Amid A Rise In Cryptocurrency Scams, The UK Financial Conduct Authority Reveals An Ongoing Investigation Into 50 Crypto Firms.
News source:
The Financial Conduct Authority (FCA), the UK's financial
watchdog, claims to have 50 current investigations into cryptocurrency business
operators, including criminal probes. The agency also revealed that it
investigated 300 cases relating to unregulated crypto asset enterprises over
the course of six months, from September 2021 to September 2022, noting that a
number of those cases could be tied to fraudulent operations. The FCA also
revealed that it has received 16,400 inquiries regarding potential crypto
frauds, up 33% from the same period in 2020.
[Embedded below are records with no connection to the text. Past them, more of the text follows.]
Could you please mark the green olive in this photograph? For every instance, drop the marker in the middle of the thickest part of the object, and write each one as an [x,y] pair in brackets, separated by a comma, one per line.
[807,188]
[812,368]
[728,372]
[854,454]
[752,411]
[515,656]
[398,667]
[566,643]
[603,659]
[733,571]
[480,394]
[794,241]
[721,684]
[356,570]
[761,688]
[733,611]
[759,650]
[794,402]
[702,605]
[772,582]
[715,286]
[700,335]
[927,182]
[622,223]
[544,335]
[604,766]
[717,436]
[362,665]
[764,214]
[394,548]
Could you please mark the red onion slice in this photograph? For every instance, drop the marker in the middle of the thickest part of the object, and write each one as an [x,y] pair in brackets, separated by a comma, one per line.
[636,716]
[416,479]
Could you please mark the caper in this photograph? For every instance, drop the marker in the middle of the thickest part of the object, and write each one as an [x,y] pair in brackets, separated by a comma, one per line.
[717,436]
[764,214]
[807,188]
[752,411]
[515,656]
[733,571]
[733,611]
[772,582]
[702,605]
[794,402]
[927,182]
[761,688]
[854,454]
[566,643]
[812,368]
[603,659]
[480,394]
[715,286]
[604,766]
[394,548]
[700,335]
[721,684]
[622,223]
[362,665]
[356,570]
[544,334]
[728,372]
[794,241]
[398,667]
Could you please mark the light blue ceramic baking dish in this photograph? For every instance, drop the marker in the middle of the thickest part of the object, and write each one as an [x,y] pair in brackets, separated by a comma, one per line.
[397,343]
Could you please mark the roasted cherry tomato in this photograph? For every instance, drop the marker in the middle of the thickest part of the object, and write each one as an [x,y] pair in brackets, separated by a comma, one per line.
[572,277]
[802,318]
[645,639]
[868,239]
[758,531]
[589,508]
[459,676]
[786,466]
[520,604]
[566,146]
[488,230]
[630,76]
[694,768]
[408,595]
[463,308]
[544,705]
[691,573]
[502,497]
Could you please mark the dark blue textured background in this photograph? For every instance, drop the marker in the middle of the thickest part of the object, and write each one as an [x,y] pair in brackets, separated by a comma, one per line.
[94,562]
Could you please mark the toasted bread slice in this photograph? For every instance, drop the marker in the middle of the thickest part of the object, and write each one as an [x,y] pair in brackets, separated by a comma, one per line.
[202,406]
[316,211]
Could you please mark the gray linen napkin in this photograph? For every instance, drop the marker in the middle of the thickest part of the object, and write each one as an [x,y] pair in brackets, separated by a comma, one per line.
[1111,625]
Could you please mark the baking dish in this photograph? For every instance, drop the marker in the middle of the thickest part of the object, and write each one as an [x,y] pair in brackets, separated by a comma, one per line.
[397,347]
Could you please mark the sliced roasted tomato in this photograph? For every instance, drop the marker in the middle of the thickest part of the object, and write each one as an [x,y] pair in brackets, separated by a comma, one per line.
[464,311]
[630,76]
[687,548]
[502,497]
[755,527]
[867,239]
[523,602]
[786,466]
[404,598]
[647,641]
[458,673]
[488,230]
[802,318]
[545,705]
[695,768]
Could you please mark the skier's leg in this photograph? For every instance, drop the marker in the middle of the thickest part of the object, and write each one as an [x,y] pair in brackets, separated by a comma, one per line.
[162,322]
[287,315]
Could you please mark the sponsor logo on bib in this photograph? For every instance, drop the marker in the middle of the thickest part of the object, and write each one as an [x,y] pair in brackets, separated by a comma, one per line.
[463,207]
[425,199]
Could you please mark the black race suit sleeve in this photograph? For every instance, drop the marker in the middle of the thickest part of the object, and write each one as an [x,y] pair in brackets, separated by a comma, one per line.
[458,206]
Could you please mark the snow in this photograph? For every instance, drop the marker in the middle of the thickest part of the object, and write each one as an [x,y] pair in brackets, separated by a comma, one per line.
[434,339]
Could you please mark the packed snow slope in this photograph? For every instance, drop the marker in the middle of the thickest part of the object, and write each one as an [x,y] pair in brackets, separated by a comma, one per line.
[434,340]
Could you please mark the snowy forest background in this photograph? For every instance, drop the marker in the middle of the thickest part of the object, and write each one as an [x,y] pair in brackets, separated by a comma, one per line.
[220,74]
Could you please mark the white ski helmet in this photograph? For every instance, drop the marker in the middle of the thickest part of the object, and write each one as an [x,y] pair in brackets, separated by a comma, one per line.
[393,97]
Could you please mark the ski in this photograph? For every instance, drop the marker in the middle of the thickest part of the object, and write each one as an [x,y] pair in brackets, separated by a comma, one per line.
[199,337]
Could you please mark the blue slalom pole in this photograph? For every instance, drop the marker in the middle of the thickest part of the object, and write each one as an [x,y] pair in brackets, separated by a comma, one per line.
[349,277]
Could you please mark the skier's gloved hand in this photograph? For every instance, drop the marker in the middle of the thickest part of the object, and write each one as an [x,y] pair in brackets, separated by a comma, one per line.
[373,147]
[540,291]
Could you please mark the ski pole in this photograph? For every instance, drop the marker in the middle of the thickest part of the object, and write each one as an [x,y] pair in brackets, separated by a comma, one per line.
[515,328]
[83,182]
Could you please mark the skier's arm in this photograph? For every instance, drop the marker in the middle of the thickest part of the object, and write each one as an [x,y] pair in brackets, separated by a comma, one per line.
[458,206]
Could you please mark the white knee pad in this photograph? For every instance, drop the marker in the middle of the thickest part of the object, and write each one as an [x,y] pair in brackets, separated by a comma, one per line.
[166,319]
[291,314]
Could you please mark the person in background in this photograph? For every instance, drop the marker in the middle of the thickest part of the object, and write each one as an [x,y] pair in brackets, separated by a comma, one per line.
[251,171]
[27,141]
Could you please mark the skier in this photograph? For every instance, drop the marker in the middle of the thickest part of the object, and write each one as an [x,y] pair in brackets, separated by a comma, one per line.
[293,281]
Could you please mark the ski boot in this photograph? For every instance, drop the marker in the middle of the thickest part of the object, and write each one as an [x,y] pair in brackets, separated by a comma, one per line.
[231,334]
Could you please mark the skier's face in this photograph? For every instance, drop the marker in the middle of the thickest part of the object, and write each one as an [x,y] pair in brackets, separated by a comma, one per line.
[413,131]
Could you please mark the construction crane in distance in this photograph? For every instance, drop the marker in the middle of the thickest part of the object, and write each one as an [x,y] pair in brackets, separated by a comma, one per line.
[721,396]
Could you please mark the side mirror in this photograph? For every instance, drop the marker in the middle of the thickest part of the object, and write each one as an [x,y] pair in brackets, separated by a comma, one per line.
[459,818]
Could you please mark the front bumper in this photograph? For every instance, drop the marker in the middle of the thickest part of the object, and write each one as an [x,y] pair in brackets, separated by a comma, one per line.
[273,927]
Consumers reported 4,300 possible crypto frauds on the FCA's
ScamSmart website over the six-month period ending in September last year. This
greatly outnumbered the 1,600 reports for the next most common type of pension
transfer fraud, according to the authority. Crypto fraud checks on the FCA's
ScamSmart tool increased by 49% in the six months leading up to September 2021,
according to FCA data.
"When it comes to investing, consumers need to feel
confident, and the data we've released today demonstrates how common frauds
are. Before investing, make sure you know who you're dealing with, that they're
FCA-approved, and that you've done your homework to understand the dangers
involved "In a statement, FCA markets executive director Sarah Pritchard
said. The FCA keeps track of some 250 companies that "appear to be engaged
in crypto-asset activity that is not registered with the FCA for anti-money
laundering purposes."
While the FCA plays a limited role in crypto firm
registration for anti-money laundering purposes, it has no authority over
crypto assets. Unsuspecting customers have been enticed to invest in crypto
tokens that have been released without due diligence.
Cryptocurrencies' opaque nature also makes it difficult for
regulators to utilise traditional enforcement tactics to decrease the risk of
consumer harm. The FCA has already cautioned (via Investment Week) that its
current toolset is less successful than traditional financial products in
keeping the crypto market in check.
Susannah Streeter, a senior investing and markets analyst at
Hargreaves Lansdown, believes that tools like the watchdog's ScamSmart campaign
can help educate customers about fraud strategies and safeguard them.
"Rather than just flashing the warning lights about the
number of people being enticed into unsafe crypto investments and frauds,"
Streeter told Reuters, "the financial watchdog is now being a lot stricter
on banning dubious enterprises from entering the market."